GERMANY, Munich. Bavaria and Baden-Württemberg are calling on pig farmers to participate in the state's own early detection programs and to have dead pigs tested for the ASF virus.
To avoid movement bans for domestic pigs from restricted areas following a case of African swine fever (ASF) in wild boars, Bavaria's Environment Minister Thorsten Glauber and Baden-Württemberg's Agriculture Minister Peter Hauk recommend that pig farmers take part in the state's own early detection programs. In Bavaria, this has been possible in the "Voluntary Procedure Status Investigation ASF" since July. "I appeal to the Bavarian pig farmers to participate in the project and have their stocks examined at an early stage", Glauber explained.
The Ministry of the Environment is making a total of € 100,000 available for the necessary tests for the ASF virus, with a further € 100,000 being contributed by the Ministry of Agriculture. According to Hauk, the early detection program in Baden-Württemberg will start in October; registration will be made with the responsible veterinary office. The state will bear the costs for the weekly virological examinations of the first two dead domestic pigs per holding at the age of at least 60 days in the state examination offices until the end of 2021. However, the costs for the taking of samples from the dead pigs by a practicing veterinarian, the official farm inspections for compliance with biosafety and documentation requirements as well as the clinical examinations of the kept pigs have to be borne by the animal keeper.
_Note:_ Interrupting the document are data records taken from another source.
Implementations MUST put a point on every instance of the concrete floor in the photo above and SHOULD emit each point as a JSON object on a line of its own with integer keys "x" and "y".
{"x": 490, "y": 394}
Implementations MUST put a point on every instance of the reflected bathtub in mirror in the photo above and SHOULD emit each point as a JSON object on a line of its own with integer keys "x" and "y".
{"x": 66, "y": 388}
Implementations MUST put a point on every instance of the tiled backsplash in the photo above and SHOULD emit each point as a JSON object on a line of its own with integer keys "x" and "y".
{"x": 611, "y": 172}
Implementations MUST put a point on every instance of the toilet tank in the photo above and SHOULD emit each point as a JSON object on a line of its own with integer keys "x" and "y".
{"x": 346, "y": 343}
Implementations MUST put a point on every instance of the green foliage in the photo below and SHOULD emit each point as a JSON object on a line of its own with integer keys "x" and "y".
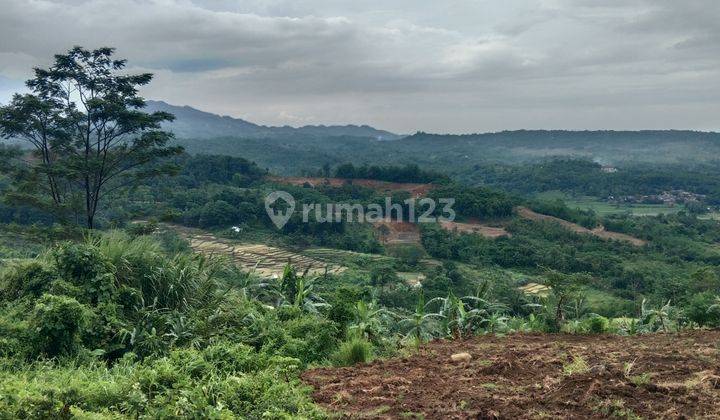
{"x": 703, "y": 309}
{"x": 25, "y": 278}
{"x": 84, "y": 266}
{"x": 597, "y": 324}
{"x": 84, "y": 121}
{"x": 352, "y": 352}
{"x": 57, "y": 322}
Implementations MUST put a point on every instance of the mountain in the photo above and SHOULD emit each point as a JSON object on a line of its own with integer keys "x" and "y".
{"x": 192, "y": 123}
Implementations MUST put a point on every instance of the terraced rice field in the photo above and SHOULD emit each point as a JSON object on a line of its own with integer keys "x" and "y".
{"x": 535, "y": 289}
{"x": 476, "y": 228}
{"x": 266, "y": 261}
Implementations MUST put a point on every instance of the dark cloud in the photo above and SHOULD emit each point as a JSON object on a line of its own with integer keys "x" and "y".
{"x": 455, "y": 65}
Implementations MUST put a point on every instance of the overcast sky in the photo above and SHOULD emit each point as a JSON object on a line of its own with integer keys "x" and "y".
{"x": 454, "y": 66}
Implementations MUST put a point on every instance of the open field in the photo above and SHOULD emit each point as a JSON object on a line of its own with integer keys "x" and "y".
{"x": 534, "y": 376}
{"x": 392, "y": 232}
{"x": 599, "y": 231}
{"x": 267, "y": 261}
{"x": 604, "y": 208}
{"x": 476, "y": 228}
{"x": 417, "y": 190}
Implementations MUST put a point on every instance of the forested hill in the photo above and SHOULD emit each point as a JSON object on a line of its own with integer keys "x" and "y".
{"x": 193, "y": 123}
{"x": 459, "y": 154}
{"x": 606, "y": 147}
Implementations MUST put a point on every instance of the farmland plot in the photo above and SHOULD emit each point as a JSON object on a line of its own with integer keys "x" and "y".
{"x": 267, "y": 261}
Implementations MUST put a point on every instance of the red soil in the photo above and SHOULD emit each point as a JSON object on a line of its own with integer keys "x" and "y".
{"x": 527, "y": 376}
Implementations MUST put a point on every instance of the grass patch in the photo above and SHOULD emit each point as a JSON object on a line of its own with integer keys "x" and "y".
{"x": 577, "y": 366}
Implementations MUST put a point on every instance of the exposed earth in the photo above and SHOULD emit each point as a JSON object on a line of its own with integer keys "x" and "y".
{"x": 534, "y": 376}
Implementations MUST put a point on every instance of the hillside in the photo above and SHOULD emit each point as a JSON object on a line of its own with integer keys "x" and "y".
{"x": 533, "y": 376}
{"x": 195, "y": 124}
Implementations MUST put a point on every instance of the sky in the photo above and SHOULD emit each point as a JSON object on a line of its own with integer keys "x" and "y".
{"x": 441, "y": 66}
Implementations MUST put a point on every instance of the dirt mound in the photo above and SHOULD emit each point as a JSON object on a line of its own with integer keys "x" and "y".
{"x": 474, "y": 227}
{"x": 599, "y": 231}
{"x": 534, "y": 376}
{"x": 417, "y": 190}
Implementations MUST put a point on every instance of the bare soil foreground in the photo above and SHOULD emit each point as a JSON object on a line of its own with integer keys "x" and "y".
{"x": 534, "y": 376}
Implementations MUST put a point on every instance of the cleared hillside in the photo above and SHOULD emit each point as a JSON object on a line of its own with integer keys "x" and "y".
{"x": 534, "y": 376}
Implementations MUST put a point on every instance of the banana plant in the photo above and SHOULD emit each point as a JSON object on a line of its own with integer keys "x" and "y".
{"x": 421, "y": 325}
{"x": 369, "y": 320}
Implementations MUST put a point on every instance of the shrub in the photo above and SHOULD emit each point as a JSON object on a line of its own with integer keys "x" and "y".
{"x": 57, "y": 321}
{"x": 699, "y": 309}
{"x": 27, "y": 278}
{"x": 352, "y": 352}
{"x": 597, "y": 324}
{"x": 83, "y": 265}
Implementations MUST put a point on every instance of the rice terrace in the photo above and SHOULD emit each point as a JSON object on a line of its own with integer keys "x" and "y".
{"x": 341, "y": 209}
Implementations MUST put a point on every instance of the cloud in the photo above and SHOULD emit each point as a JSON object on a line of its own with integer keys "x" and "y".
{"x": 456, "y": 66}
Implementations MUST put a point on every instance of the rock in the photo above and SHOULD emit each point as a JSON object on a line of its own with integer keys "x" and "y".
{"x": 461, "y": 357}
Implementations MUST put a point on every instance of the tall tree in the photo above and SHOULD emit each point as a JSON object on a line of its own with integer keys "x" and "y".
{"x": 89, "y": 135}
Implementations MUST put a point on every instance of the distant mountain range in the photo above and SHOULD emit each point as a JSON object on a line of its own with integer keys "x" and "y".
{"x": 191, "y": 123}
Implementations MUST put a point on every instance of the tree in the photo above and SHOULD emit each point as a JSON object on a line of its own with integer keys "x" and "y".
{"x": 565, "y": 289}
{"x": 89, "y": 135}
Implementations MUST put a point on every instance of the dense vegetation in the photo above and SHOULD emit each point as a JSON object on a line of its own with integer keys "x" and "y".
{"x": 130, "y": 320}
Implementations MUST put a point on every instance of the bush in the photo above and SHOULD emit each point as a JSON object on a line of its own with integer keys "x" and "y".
{"x": 352, "y": 352}
{"x": 27, "y": 278}
{"x": 597, "y": 324}
{"x": 84, "y": 266}
{"x": 699, "y": 310}
{"x": 57, "y": 322}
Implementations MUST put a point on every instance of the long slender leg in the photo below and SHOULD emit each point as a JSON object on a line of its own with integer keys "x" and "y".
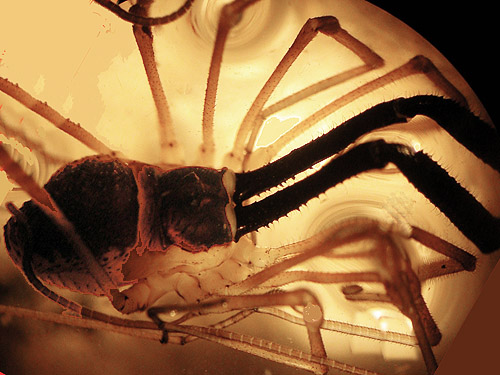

According to animal health law, in case of an outbreak of wild boar ASF, all movements of domestic pigs from the endangered area are subject to authorisation and conditions; from the buffer zone this concerns deliveries to other EU countries and third countries. However, the required virological examination of all domestic pigs and stab samples from slaughter pigs as well as the clinical examination from the authorisation procedure based on the occasion may alternatively be replaced by a farm based control programme offered by the two countries.
This requires at least two veterinary farm inspections per year at an interval of at least four months and the continuous virological examination for ASF of at least the first two pigs older than 60 days which have died in each calendar week. Depending on the size of the herd, the frequency of animal movements and the size of the consignments, participation in the screening programme may result in cost and time savings in the event of an outbreak.